Wednesday, November 11, 2009

Tania B. Basta, PhD, MPH , School of Public Health Sciences & Professions, Ohio University, Athens, OH
Enbal Shacham, PhD , School of Social Work, Washington University in St. Louis, St. Louis, MO
Michael Reece, PhD, MPH , Center for Sexual Health Promotion, Indiana University, Bloomington, IN
Background: Little is known about whether differences in psychological distress exist between individuals living with HIV who identify as LGBT or heterosexual. Purpose: To examine the differences in psychological distress among self-identified heterosexual and LGBT individuals living with HIV/AIDS. Methods: Sociodemographic data and levels of psychological distress were collected from 1099 individuals living with HIV/AIDS who self-enrolled at an HIV-related mental health clinic from 2002-2007. Thirty-three percent (n = 425) identified as heterosexual, 577 as gay/lesbian, and 97 as bisexual. Results: Gay individuals had significantly higher levels of education than heterosexuals [x2(1, N = 1760) = 224.6, p = 0.00, Cramer's V = .36] and bisexuals [x2(1, N = 627) = 42.46, p = 0.00, Cramer's V = .26]. There were significantly more Caucasians who self-identified as gay than African-American [x2(1, N = 1604) = 246.5, p =0.00, Cramer's V = .39] and Latinos [x2(1, N =1052) = 167.2, p =0.00, Cramer's V = 0.39). The heterosexual sample had a statistically higher proportion of individuals who met the BSI criteria for “caseness” for somatization than the gay sample [28.5% (heterosexual) vs. 21.8% (gay/lesbian), z = 2.33 p<.05]. Conclusions: The findings are of interest to health care providers because they suggest that heterosexual individuals may be more likely to 1) report symptoms of psychological distress in somatic terms or 2) enter mental health care later in their course of infection. Therefore, it is important that health care providers identify these factors and provide referrals to mental health care when appropriate.

Learning Objectives:
1) describe the prevalence of symptoms of psychological distress among heterosexual and GLBT individuals, 2) identify the differences between the symptoms of psychological distress in a heterosexual and GLBT sample, and 3) describe implications for health care practitioners.
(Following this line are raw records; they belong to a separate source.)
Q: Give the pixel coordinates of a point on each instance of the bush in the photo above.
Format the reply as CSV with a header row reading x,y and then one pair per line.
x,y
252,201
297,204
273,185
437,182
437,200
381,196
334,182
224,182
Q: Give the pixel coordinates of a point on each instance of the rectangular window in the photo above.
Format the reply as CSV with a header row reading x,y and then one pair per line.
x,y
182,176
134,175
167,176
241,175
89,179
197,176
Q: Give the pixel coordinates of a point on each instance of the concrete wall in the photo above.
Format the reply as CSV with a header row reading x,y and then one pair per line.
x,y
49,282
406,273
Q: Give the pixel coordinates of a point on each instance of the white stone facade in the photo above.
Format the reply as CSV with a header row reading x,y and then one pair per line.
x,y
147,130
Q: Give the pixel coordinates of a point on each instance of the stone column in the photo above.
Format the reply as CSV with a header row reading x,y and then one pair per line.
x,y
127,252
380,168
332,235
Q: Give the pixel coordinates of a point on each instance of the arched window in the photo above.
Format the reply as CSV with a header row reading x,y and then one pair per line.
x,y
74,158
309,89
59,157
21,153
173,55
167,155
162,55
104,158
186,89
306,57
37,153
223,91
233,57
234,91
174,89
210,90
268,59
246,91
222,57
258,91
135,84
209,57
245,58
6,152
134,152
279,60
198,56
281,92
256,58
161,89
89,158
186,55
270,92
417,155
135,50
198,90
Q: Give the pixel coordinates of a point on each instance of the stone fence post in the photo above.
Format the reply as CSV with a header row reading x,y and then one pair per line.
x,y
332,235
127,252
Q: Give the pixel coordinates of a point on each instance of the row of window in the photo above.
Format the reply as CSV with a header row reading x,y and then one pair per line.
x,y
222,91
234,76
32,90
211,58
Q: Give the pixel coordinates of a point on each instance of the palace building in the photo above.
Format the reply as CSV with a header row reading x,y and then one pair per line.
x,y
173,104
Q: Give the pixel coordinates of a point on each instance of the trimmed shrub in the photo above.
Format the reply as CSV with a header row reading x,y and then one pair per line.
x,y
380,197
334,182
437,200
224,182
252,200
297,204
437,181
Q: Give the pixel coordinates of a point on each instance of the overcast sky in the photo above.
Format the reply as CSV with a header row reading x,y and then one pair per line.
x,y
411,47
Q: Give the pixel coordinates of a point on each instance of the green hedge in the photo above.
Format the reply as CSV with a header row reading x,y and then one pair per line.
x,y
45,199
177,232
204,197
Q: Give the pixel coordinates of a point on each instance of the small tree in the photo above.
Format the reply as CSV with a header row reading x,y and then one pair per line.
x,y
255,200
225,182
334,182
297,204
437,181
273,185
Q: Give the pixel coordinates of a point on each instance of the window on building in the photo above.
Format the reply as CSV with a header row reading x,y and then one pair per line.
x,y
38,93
Keywords: Mental Health, HIV/AIDS

Presenting author's disclosure statement:

Qualified on the content I am responsible for because: One of my areas of research focuses on HIV/AIDS and mental health.
Any relevant financial relationships? No

I agree to comply with the American Public Health Association Conflict of Interest and Commercial Support Guidelines, and to disclose to the participants any off-label or experimental uses of a commercial product or service discussed in my presentation.